“I’ve never seen a cold elephant before
Mammy!”
Anna gripped her mother’s hand more
tightly and looked up with a troubled expression.
“They’re not cold, that’s just your
imagination. They’re fine”
Her daughter still appeared perplexed, so
she added,
“Well, I think they put a woollen
jumper on them at night to keep them warm.”
The little girl pondered on this for a
few moments, uncertain whether to accept this explanation or to demand proof,
to see the jumper, to ask who knitted it and who dressed the elephant. Sensing
that her mother was not in the mood for questions, she cast her doubts to one
side, put on her broadest smile and started skipping down the path toward the
bus stop, all the while thinking how cold the elephants must be at night.
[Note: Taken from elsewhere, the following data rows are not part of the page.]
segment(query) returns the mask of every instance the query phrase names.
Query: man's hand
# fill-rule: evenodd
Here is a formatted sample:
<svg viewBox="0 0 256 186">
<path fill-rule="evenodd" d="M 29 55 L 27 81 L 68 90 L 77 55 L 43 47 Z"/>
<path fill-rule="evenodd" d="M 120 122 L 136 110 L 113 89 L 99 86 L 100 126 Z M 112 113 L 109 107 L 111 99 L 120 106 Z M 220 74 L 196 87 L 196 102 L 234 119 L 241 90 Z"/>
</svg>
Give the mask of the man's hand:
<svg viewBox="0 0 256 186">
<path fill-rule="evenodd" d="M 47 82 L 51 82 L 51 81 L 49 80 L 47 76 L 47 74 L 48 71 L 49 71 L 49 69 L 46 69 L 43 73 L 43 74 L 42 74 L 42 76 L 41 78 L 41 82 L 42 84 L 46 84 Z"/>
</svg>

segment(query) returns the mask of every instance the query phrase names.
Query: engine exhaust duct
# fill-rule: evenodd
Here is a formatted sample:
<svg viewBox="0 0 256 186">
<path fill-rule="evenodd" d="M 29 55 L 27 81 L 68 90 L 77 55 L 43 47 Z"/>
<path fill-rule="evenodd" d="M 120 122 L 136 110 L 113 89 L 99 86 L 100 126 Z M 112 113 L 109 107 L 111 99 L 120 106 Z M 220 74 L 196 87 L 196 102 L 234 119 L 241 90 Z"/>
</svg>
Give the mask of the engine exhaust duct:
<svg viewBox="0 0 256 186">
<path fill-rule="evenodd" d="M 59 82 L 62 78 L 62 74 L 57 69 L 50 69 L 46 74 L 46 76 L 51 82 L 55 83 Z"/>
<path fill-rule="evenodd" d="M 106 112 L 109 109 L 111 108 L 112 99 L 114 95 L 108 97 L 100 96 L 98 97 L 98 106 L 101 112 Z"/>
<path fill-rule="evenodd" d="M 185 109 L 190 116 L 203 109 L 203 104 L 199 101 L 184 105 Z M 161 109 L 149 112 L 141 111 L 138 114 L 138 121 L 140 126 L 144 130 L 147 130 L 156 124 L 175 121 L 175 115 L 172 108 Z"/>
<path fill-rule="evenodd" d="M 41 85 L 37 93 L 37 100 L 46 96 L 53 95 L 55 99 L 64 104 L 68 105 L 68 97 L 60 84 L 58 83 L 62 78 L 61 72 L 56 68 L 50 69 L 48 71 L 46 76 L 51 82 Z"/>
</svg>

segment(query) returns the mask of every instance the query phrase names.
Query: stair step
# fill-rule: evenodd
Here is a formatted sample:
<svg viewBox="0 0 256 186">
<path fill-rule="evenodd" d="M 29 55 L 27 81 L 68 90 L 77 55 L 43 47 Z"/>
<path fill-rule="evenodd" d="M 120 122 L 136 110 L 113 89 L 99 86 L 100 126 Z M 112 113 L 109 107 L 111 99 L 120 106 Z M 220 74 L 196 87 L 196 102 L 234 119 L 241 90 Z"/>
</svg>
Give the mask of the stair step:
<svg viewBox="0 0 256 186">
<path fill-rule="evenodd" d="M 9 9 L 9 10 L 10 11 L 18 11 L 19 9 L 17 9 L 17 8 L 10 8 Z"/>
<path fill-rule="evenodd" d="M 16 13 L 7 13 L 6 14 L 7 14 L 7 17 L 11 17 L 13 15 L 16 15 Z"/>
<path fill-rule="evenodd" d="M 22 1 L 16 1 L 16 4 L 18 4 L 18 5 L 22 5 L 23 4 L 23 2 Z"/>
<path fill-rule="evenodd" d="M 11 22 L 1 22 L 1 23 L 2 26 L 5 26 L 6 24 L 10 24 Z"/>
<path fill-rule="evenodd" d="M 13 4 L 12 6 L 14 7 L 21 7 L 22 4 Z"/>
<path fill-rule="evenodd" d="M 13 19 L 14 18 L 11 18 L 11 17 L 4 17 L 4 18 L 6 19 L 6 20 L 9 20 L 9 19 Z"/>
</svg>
They stood alone at the bus stop. Icy
gusts blew down from the mountain and Anna’s mother shivered in her spring
raincoat. Her gaze remained fixed on the horizon as she drew distractedly on
her cigarette and crumpled the empty packet in her fist.
Anna sat down on the kerb and began to
trace circles in the roadside gravel with an old lollypop stick she kept in her
pocket. Looking back, she was disconcerted to see tears in her mother’s eyes.
“Why are you crying, Mammy?”
Her mother smiled and dabbed the tears
hastily while insisting that it was just the wind that made her eyes water and
that she wasn’t crying, she had no reason to cry, what reason could she
possibly have to cry on a day like this when they were at the zoo? The last few
words were blown away on the wind so Anna didn’t hear them and she didn’t feel
like asking Mammy to repeat them. Instead, she registered the dull presence of
dread in her chest. It had been wakened by the sight of her mother and was
growing inside her, moving from her heart and chest down into her stomach. She
began to panic and longed to turn to Mammy, to bury her head in her mother’s
coat and cry. But Mammy looked distraught and Anna felt that her tears would
only make things worse. She took a deep breath, pulled her long dark hair over
her face so that Mammy wouldn’t see what she was doing, bunched up her fist and
shoved it into her mouth. Biting down hard on her own flesh was the only way
she could make the blackness go away. As the pain flooded through her it began
to recede.
When they arrived home the house was
bitterly cold because the new glass-fronted fire had gone out. Mammy set about
lighting it and was just lifting the coal shuttle when she realised with a
start she’d forgotten to buy more cigarettes. Anna watched as her mother sank
her head into her blackened hands moaning in despair.